Topley, who took three for 41 in England’s T20 warm-up win over Pakistan on Saturday and could be involved in today’s series finale at The Oval, has a c.v. of a white-ball specialist: he has played for eight franchise sides in six countries, while his most recent red-ball outing was in April 2022, for Surrey.

His first-class record is impressive: 163 wickets at 26. And he is convinced he would ‘swing it all day’ if he was given the chance at Test level — a tempting thought now that the Broad-Anderson era is all but over.

But Topley’s belief that a Test career is beyond him sums up cricket’s direction of travel. ‘I know I’d contribute in a good way,’ he says. ‘I’ve got a body of work in my stats, but I don’t think that’s enough to get selected. I’m not going to not go to the IPL, which clashes with championship cricket. At the end of the year, when there’s championship cricket again, we have a white-ball series against Australia. I’d love to play red-ball, but where do you fit it in?

Now the 6ft 7in bowler is looking ahead to a World Cup that he knows could define him

‘I don’t think that bridge will ever be crossed between myself and Ben (Stokes). I’ve got enough confidence and experience to know that if I was thrown the ball in a Test, I’d contribute in a positive way.’

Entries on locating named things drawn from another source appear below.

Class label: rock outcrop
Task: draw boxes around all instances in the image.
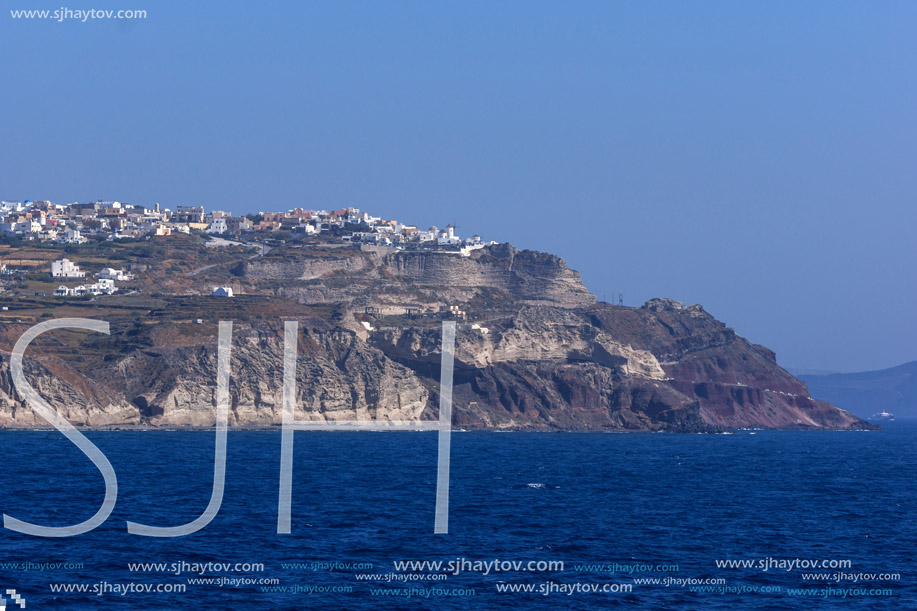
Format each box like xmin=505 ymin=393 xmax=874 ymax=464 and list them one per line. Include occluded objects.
xmin=0 ymin=245 xmax=871 ymax=432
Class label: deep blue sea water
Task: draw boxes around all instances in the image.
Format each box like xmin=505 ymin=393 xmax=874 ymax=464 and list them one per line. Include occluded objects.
xmin=0 ymin=422 xmax=917 ymax=611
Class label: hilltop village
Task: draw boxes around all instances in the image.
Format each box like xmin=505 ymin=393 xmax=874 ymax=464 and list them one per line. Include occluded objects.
xmin=0 ymin=200 xmax=496 ymax=297
xmin=0 ymin=200 xmax=494 ymax=252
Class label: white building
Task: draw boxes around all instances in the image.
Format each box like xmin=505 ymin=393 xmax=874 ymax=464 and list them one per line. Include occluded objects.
xmin=96 ymin=267 xmax=134 ymax=282
xmin=51 ymin=259 xmax=86 ymax=278
xmin=207 ymin=216 xmax=229 ymax=233
xmin=436 ymin=225 xmax=462 ymax=246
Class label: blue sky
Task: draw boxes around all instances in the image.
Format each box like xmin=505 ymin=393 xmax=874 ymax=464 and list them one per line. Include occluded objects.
xmin=0 ymin=0 xmax=917 ymax=371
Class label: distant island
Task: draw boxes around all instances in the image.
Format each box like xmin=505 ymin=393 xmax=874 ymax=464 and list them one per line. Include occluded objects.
xmin=0 ymin=202 xmax=876 ymax=432
xmin=799 ymin=361 xmax=917 ymax=420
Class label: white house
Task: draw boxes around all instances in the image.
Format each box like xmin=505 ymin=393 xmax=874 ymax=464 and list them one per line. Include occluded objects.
xmin=51 ymin=259 xmax=86 ymax=278
xmin=436 ymin=225 xmax=462 ymax=246
xmin=207 ymin=216 xmax=229 ymax=233
xmin=96 ymin=267 xmax=134 ymax=282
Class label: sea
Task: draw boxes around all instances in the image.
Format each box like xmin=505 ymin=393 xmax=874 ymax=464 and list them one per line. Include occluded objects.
xmin=0 ymin=422 xmax=917 ymax=611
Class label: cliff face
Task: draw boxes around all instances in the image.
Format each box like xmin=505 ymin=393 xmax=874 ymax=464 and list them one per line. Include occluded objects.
xmin=0 ymin=239 xmax=870 ymax=432
xmin=233 ymin=244 xmax=596 ymax=310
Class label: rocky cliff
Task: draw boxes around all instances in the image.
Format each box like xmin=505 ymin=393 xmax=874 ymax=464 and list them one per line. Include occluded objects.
xmin=0 ymin=239 xmax=870 ymax=432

For now, he is focused on trying to emerge intact from white-ball matches in which batsmen have taken six-hitting to a new level.

‘You’ve got Jasprit Bumrah and Trent Boult, and I can’t remember too many other fast bowlers who did well at that IPL,’ he says. ‘You become more valuable if you do well, but as a bowler now you’re more in the business of problem-solving than going out and expressing your trade. You’re constantly reacting to people messing with the rules.’

Despite his misgivings, Topley is targeting another T20 competition beyond this World Cup, which starts on Sunday. ‘An interesting one for me is the Olympics,’ he says, with cricket set to be included at Los Angeles 2028, 128 years after its only previous appearance, in Paris. ‘I’ll be 34, and it’ll be a nice one to aim for.’

Given what Topley has been through, who would begrudge him finishing with a gold medal?